4.12       Intellectual Property. Schedule 4.12 contains a complete and accurate list of: (a) all Proprietary Rights owned or used by the Company; and (b) all licenses and other rights granted by the Company to any third party with respect to any Proprietary Rights, and all licenses and rights granted by any third party to the Company with respect to any Proprietary Rights. The Company owns or has the right to use pursuant to a valid and enforceable license all Proprietary Rights. The Company has taken all necessary actions to maintain and protect the Proprietary Rights which it owns or uses. Seller has no Knowledge that the owners of any Proprietary Rights licensed to the Company have not taken all necessary actions to maintain and protect the Proprietary Rights which are subject to such licenses. The Company has not infringed any patents, trademarks, copyrights, other intellectual property, other proprietary rights or other similar items of any third party, and to the Knowledge of Seller, no third party has infringed any Proprietary Rights of the Company. There are no claims pending against the Company asserting the invalidity, misuse, unenforceability or ownership of any Proprietary Rights owned or used by the Company, and (to Seller’s Knowledge) no such claims are threatened. For purposes of this Agreement, the term “Proprietary Rights” shall mean all of the following: (a) patents, patent applications, patent disclosures and inventions (whether or not patentable and whether or not reduced to practice) and any reissues, continuations, continuations-in-part, revisions, extensions or reexaminations thereof; (b) trademarks, service marks, trade dress, trade names and corporate names and registrations, renewals and applications for registration thereof, together with all goodwill associated therewith; (c) copyrights and renewals and applications for registrations thereof; (d) computer software (including all databases, data, documentation and source code); (e) trade secrets and other confidential information; (f) applications and registrations for any of the foregoing; (g) any other proprietary rights or intellectual property rights; (h) copies and tangible embodiments thereof, in whatever form or medium; and (i) the right to sue and collect for past infringement, wrongful disclosure, or misappropriation of the foregoing.

 

4.13       Customers and Suppliers.
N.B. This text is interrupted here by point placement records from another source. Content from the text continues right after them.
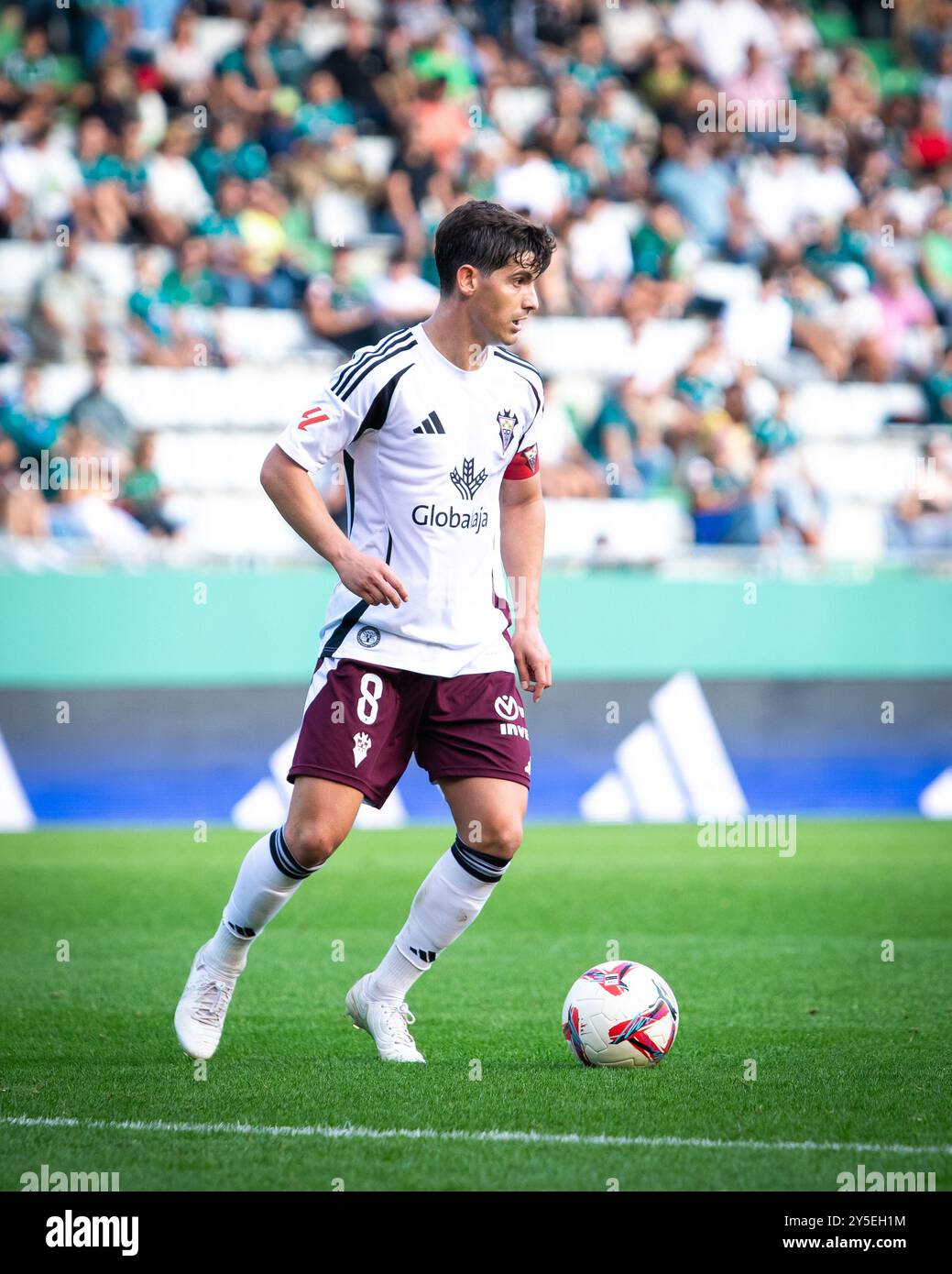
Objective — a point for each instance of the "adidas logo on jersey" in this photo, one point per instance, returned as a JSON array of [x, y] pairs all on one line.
[[431, 424]]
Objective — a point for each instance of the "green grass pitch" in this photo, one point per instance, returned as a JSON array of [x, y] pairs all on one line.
[[773, 960]]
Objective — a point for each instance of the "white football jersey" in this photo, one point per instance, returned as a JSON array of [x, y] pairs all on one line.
[[426, 446]]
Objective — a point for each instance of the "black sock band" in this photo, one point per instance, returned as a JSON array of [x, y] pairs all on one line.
[[483, 866], [284, 860]]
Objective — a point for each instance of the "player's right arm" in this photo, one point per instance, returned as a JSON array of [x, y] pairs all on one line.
[[305, 447]]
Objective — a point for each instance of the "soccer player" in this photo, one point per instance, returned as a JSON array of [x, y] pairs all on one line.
[[437, 424]]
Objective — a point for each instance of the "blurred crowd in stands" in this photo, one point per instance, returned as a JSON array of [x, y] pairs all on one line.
[[230, 146]]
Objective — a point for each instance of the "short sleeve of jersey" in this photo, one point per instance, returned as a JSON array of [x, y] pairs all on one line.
[[525, 463], [320, 431]]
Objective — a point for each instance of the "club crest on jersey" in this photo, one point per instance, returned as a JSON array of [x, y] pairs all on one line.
[[508, 422], [468, 483]]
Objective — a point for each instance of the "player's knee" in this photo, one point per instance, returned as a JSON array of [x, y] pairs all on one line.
[[312, 842], [502, 839]]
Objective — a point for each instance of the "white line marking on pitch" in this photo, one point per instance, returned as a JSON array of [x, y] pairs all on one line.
[[437, 1134]]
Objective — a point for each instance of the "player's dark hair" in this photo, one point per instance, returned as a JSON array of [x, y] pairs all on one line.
[[488, 236]]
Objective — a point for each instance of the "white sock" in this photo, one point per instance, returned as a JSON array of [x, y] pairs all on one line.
[[450, 898], [268, 877]]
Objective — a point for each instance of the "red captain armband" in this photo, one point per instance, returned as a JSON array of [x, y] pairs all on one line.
[[524, 464]]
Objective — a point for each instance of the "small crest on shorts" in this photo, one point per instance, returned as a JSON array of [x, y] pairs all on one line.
[[508, 422], [362, 745]]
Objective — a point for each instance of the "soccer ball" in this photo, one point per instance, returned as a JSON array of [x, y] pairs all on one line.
[[619, 1015]]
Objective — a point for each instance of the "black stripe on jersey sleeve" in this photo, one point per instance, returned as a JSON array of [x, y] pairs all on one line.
[[351, 382], [349, 476], [520, 363], [378, 412], [358, 361]]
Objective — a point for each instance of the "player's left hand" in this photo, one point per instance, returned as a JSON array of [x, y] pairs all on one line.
[[533, 662]]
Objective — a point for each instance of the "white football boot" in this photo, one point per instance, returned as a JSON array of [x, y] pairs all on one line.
[[385, 1023], [199, 1016]]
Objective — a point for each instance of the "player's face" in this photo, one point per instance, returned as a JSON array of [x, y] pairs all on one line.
[[508, 297]]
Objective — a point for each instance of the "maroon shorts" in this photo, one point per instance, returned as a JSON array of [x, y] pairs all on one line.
[[362, 724]]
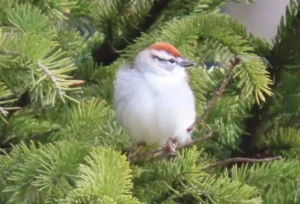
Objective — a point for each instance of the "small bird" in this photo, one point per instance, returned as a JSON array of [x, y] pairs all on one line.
[[153, 99]]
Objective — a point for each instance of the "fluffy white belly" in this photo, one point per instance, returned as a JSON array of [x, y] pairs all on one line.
[[154, 109]]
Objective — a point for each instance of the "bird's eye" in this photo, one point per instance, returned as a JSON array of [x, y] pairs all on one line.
[[171, 60]]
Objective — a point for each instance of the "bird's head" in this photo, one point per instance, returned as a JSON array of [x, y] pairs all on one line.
[[161, 58]]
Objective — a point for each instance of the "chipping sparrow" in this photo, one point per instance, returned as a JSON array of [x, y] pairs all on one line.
[[153, 99]]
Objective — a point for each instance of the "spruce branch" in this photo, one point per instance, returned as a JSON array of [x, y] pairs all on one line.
[[106, 53], [3, 112], [159, 150], [242, 160], [218, 93], [286, 42], [52, 78]]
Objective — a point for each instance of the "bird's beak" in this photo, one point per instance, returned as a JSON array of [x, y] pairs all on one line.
[[186, 63]]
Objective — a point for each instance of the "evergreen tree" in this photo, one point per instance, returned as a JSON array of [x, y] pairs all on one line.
[[59, 138]]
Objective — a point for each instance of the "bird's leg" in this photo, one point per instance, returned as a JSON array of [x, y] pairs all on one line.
[[170, 146], [134, 147]]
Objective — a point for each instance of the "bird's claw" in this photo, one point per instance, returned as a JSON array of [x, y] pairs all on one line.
[[170, 147]]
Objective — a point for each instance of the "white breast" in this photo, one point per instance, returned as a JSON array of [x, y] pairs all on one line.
[[154, 108]]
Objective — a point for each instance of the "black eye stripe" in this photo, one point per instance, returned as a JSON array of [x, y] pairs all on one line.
[[171, 60], [168, 60]]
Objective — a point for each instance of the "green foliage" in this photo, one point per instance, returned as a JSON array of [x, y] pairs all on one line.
[[106, 177], [58, 151]]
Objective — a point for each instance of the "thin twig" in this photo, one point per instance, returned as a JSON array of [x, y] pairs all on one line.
[[242, 160], [8, 52], [199, 140], [219, 91], [145, 155], [52, 78], [3, 112]]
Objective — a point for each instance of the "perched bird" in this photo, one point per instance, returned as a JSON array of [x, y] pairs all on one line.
[[153, 99]]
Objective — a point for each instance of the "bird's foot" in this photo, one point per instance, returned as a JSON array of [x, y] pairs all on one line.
[[170, 147], [134, 148]]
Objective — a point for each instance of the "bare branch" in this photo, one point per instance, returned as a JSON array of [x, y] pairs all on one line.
[[242, 160], [160, 150]]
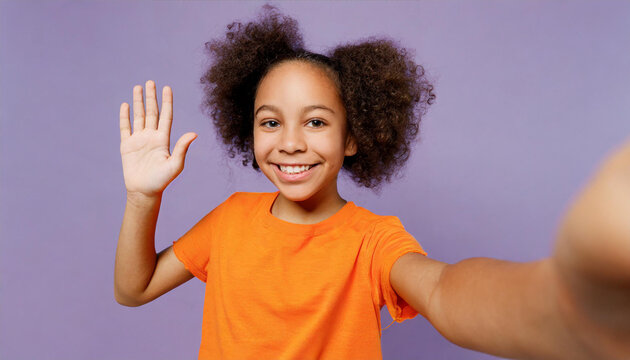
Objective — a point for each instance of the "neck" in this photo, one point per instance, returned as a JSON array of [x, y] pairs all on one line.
[[310, 211]]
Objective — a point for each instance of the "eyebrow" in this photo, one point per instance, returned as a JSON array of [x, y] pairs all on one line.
[[305, 110]]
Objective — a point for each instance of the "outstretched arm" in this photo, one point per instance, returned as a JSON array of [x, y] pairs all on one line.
[[574, 305]]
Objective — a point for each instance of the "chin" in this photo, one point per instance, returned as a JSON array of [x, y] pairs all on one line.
[[296, 195]]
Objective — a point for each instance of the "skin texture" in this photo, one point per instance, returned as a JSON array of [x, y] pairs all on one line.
[[286, 131], [572, 305]]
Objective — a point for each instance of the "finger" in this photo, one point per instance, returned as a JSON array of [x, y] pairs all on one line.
[[166, 115], [152, 109], [138, 109], [125, 125], [181, 147]]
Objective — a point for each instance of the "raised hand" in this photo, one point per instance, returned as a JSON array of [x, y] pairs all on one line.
[[148, 165]]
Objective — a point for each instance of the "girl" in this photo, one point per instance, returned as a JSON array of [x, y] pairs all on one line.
[[302, 273]]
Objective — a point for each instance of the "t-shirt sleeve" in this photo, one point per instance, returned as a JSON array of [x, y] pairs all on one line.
[[193, 248], [391, 242]]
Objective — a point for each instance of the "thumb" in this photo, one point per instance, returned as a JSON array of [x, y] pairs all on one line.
[[181, 147]]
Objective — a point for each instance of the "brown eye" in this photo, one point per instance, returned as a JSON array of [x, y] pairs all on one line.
[[270, 124], [316, 123]]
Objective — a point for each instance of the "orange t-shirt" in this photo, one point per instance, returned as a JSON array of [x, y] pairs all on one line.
[[279, 290]]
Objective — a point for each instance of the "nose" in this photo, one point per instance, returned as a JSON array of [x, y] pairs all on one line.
[[292, 140]]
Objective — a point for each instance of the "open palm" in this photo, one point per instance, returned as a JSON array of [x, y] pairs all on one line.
[[148, 165]]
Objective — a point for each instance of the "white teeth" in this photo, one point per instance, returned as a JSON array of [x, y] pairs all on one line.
[[294, 169]]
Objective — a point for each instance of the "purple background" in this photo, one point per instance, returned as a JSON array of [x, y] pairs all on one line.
[[530, 98]]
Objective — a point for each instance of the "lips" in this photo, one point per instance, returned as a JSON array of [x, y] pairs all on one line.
[[294, 172]]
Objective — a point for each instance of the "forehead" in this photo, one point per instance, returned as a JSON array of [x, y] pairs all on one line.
[[297, 83]]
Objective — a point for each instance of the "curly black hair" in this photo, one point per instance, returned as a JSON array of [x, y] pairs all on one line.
[[385, 93]]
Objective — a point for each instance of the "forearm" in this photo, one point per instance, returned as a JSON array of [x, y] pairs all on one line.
[[592, 254], [503, 308], [135, 255]]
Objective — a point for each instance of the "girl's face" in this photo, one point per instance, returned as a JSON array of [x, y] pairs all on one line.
[[300, 136]]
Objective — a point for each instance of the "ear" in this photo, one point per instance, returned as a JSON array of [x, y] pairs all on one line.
[[351, 146]]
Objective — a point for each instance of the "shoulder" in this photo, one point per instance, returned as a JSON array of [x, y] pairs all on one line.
[[374, 222]]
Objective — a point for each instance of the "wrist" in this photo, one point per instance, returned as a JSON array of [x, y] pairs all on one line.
[[143, 200]]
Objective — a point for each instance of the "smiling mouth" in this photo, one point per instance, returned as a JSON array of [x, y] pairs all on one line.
[[293, 170]]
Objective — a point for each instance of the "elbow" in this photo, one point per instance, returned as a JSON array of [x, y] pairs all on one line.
[[126, 300]]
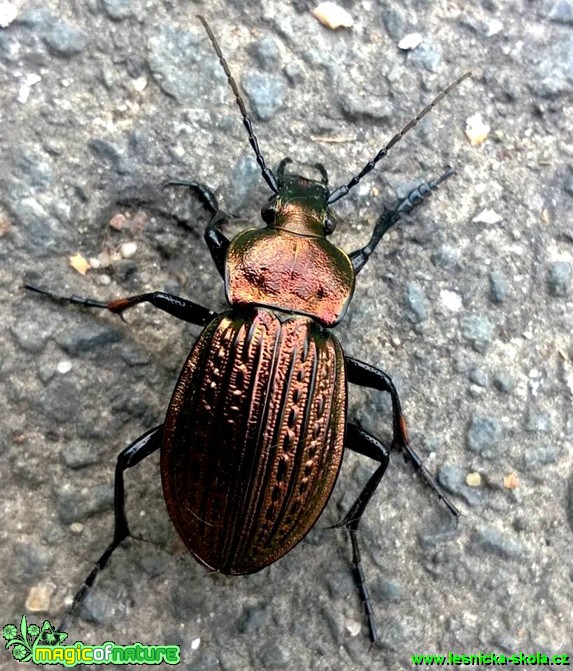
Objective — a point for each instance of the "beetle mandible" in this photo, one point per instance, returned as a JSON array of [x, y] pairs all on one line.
[[254, 434]]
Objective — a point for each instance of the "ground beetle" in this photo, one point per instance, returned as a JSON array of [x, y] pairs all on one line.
[[255, 431]]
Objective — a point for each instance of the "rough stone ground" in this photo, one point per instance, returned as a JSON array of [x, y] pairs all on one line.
[[468, 305]]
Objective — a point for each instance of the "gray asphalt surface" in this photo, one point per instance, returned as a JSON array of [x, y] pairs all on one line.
[[467, 304]]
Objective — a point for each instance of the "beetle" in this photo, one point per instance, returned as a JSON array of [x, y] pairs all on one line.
[[257, 425]]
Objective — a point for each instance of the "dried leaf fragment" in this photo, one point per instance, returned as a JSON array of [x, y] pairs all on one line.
[[332, 15], [80, 264]]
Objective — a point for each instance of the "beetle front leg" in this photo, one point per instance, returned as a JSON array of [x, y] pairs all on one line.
[[388, 218], [175, 305], [365, 443], [145, 445], [365, 375], [216, 241]]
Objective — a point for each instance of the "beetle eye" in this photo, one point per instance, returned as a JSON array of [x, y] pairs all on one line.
[[269, 213], [329, 226]]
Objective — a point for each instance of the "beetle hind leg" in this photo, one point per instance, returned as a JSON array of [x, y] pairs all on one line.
[[132, 455], [364, 443]]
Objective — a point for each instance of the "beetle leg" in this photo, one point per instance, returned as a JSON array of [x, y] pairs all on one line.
[[175, 305], [365, 375], [133, 454], [216, 241], [389, 217], [365, 443]]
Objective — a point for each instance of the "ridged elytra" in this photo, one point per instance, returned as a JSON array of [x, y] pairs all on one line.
[[257, 425]]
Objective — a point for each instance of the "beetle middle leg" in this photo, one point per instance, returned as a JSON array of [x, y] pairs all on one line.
[[365, 375], [132, 455], [363, 442]]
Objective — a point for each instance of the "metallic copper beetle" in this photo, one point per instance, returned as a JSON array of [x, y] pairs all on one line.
[[255, 431]]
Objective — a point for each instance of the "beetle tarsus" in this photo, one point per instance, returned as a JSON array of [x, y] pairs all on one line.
[[204, 194], [132, 455]]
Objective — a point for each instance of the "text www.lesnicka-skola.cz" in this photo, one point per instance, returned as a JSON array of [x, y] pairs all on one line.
[[491, 659]]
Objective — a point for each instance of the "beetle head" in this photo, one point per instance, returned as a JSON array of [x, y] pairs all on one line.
[[300, 204]]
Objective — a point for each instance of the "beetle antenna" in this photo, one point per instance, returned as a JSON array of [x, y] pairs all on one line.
[[266, 172], [343, 190]]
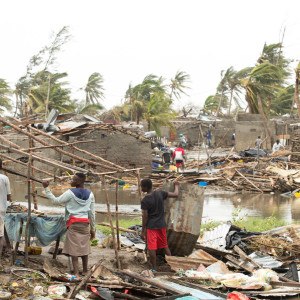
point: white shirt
(4, 191)
(276, 147)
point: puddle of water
(217, 206)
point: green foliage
(94, 90)
(5, 93)
(256, 224)
(125, 223)
(159, 113)
(59, 96)
(178, 84)
(209, 224)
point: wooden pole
(79, 150)
(199, 148)
(249, 181)
(85, 279)
(117, 210)
(105, 166)
(28, 211)
(24, 164)
(111, 222)
(208, 156)
(139, 184)
(30, 143)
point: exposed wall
(247, 132)
(119, 148)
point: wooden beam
(28, 122)
(53, 146)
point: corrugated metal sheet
(68, 126)
(184, 289)
(265, 260)
(203, 255)
(183, 217)
(186, 263)
(285, 230)
(216, 238)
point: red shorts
(156, 238)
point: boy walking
(79, 215)
(153, 215)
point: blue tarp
(45, 229)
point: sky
(125, 40)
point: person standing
(182, 140)
(179, 157)
(208, 138)
(79, 215)
(153, 219)
(277, 146)
(258, 142)
(233, 140)
(5, 196)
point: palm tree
(259, 86)
(296, 97)
(159, 113)
(138, 97)
(222, 87)
(283, 102)
(5, 93)
(94, 90)
(178, 84)
(234, 83)
(59, 95)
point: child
(154, 224)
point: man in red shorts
(179, 157)
(154, 224)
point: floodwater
(218, 206)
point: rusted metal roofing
(186, 263)
(216, 237)
(183, 217)
(288, 230)
(68, 126)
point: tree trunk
(297, 92)
(220, 102)
(265, 121)
(230, 100)
(17, 104)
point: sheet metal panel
(183, 217)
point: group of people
(80, 218)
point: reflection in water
(218, 207)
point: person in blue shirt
(79, 215)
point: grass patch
(256, 224)
(252, 224)
(125, 223)
(209, 224)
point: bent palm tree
(5, 92)
(178, 84)
(159, 113)
(94, 91)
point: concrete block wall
(247, 132)
(119, 148)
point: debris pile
(235, 173)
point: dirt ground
(129, 259)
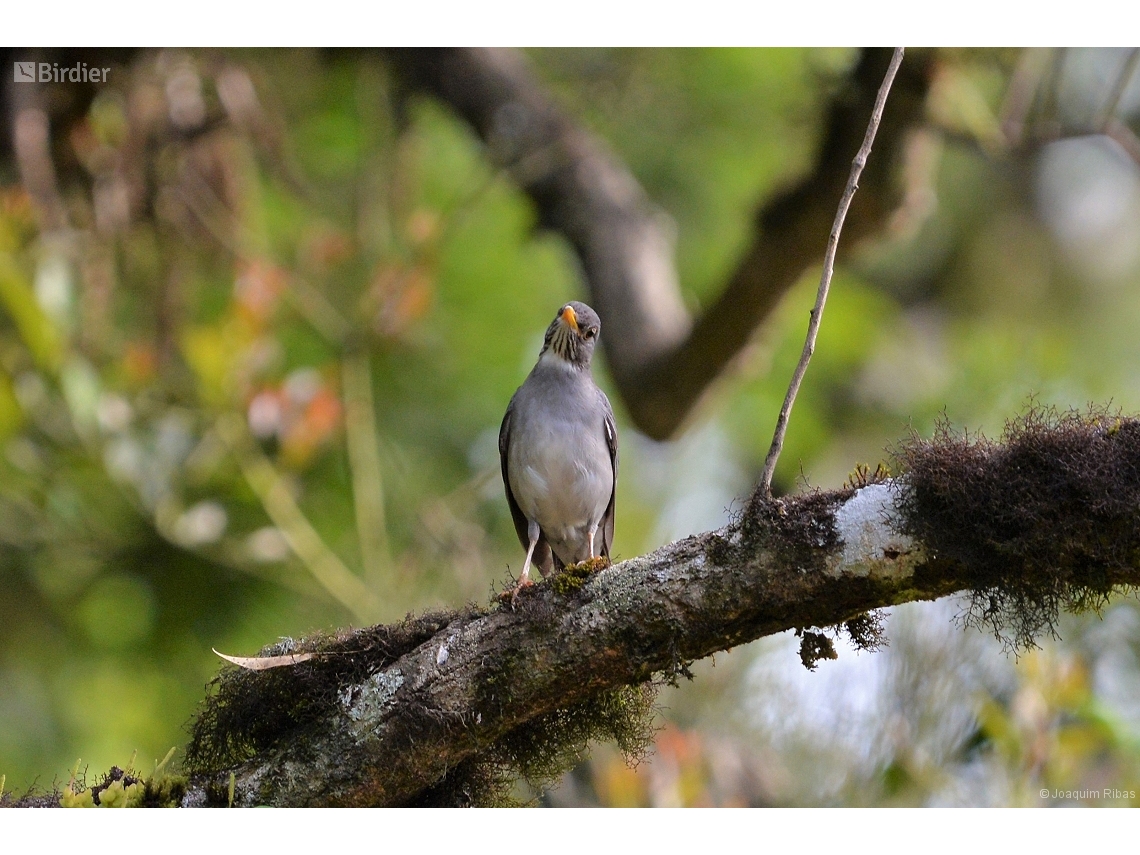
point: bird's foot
(512, 595)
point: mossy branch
(445, 708)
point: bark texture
(1047, 519)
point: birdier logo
(51, 73)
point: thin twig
(1122, 83)
(361, 438)
(829, 263)
(270, 489)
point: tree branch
(829, 266)
(391, 715)
(662, 359)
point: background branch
(829, 266)
(662, 359)
(404, 713)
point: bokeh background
(261, 312)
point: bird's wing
(611, 442)
(516, 514)
(543, 556)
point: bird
(559, 452)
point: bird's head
(572, 334)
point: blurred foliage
(251, 383)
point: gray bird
(559, 450)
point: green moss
(249, 713)
(545, 748)
(123, 788)
(575, 576)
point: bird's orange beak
(569, 318)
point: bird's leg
(532, 535)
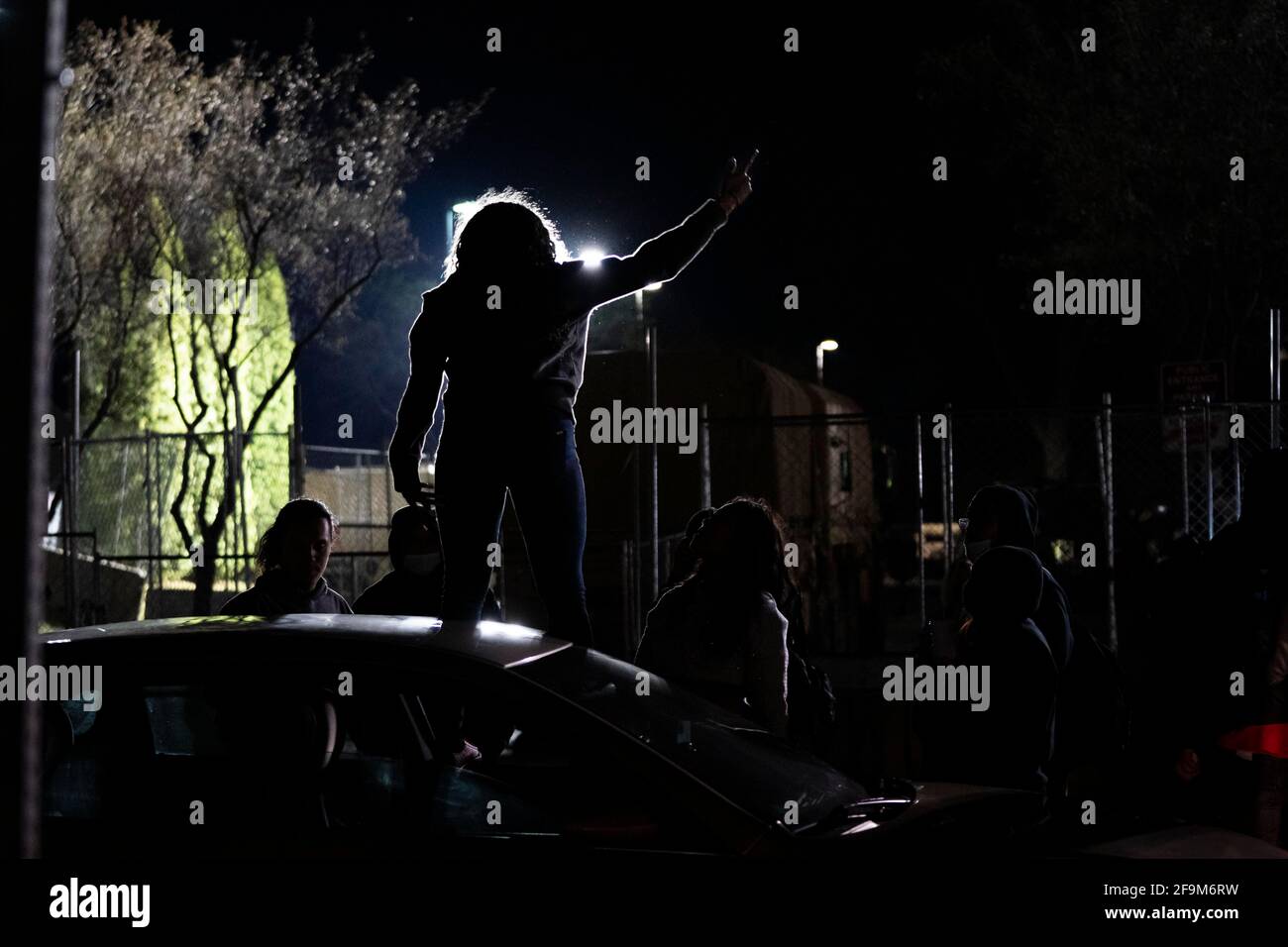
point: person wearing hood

Set forth on Schedule 4.13 is a list of the names and addresses of the Company’s top ten (10) customers and suppliers for the year-to-date and prior two (2) calendar years. There exists no actual or, to the Knowledge of Seller, threatened termination, cancellation or limitation of, or any significant modification or change in, the business relationship of the Company with any customer or supplier of the Company.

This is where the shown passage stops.